‘Teremos cinco anos muito bons’, prevê especialista em mercado imobiliário

Viviane Mondardo, diretora do Secovi, aborda a inclusão dos meios digitais e a tendência para o futuro imobiliário em Santa Catarina – mercado imobiliário

A diretora nomeada do Secovi (Sindicato patronal da habitação que representa as empresas de comércio e serviços imobiliários, shopping centeres e condomínios) das regiões de Florianópolis e Tubarão, Viviane Guidi Mondardo, vê com muita positividade o momento econômico e acredita que o pós-pandemia estimulará os investimentos no novo jeito de morar, onde a digitalização de todos os processos será ainda mais aprimorada, facilitando as negociações. mercado imobiliário

Quais os desafios do mercado imobiliário?
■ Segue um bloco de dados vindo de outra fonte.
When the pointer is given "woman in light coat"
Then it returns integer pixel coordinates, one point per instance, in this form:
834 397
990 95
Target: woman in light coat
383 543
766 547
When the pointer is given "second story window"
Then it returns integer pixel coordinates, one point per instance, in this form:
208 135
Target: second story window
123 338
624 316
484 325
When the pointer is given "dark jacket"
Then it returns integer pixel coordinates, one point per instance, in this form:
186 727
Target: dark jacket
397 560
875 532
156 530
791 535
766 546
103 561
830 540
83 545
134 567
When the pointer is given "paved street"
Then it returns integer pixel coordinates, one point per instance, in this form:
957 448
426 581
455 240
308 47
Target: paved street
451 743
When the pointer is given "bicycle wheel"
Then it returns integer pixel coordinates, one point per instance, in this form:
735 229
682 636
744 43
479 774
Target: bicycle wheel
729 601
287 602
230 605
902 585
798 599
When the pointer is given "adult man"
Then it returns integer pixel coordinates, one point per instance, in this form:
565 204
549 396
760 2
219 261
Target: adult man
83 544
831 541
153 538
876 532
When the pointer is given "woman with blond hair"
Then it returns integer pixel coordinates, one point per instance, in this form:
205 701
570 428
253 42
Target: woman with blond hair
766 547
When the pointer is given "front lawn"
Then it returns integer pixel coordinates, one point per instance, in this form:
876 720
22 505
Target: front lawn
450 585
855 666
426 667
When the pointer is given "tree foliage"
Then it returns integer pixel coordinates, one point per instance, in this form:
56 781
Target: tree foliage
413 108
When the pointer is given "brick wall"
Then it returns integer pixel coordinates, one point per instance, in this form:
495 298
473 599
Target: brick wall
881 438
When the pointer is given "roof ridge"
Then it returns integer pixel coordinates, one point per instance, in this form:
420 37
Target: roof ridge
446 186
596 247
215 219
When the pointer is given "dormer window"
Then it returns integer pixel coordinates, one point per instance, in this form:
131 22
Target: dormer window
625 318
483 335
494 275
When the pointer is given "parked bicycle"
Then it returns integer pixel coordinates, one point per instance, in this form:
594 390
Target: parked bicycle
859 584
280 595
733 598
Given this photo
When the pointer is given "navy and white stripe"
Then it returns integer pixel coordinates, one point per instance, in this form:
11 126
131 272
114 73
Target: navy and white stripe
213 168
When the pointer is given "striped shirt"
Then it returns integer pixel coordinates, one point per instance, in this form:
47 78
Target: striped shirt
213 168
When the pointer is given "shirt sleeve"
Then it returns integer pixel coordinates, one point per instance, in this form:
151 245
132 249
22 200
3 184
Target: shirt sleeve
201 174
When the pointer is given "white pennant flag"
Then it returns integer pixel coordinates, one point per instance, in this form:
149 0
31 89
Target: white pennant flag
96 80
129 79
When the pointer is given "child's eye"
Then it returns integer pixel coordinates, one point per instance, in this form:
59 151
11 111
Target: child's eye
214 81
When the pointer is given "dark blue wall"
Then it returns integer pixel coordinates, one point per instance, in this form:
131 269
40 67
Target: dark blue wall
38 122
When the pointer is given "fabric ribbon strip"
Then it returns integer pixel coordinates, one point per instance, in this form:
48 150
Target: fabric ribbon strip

A gente vem atravessando crises econômicas. E quando havia um grande otimismo no mercado imobiliário, veio a pandemia. Isso tudo trouxe grandes desafios para o mercado, com reorganização da estrutura familiar, das pessoas se adequando em novos espaços.

Viviane Guidi Mondardo, diretora do Secovi-SC – Foto: Reprodução/ND

A pandemia trouxe um novo olhar para imóveis amplos, ensolarados. Ao mesmo tempo, ela tirou um pouco o foco dos grandes centros urbanos. Em home office, as pessoas podem morar longe dos centro urbanos. As escolas também não estavam sendo presenciais, então deu uma reestruturada na forma como era visto o imóvel.

E o meio virtual, ajuda?

Sim, existe uma digitalização em massa de todos os setores nos últimos anos, mas a gente viu que com a pandemia houve um avanço muito mais acelerado. São contratos assinados digitalmente, as formas de ver imóvel por vídeos, agilizando serviços imobiliários, tanto de vendas quanto de locação. O terceiro desafio foi econômico, com um alto índice de negociações que precisaram ser feitas para manter os contratos. São esses os três desafios do mercado, a mudança de perfil, a digitalização e a economia.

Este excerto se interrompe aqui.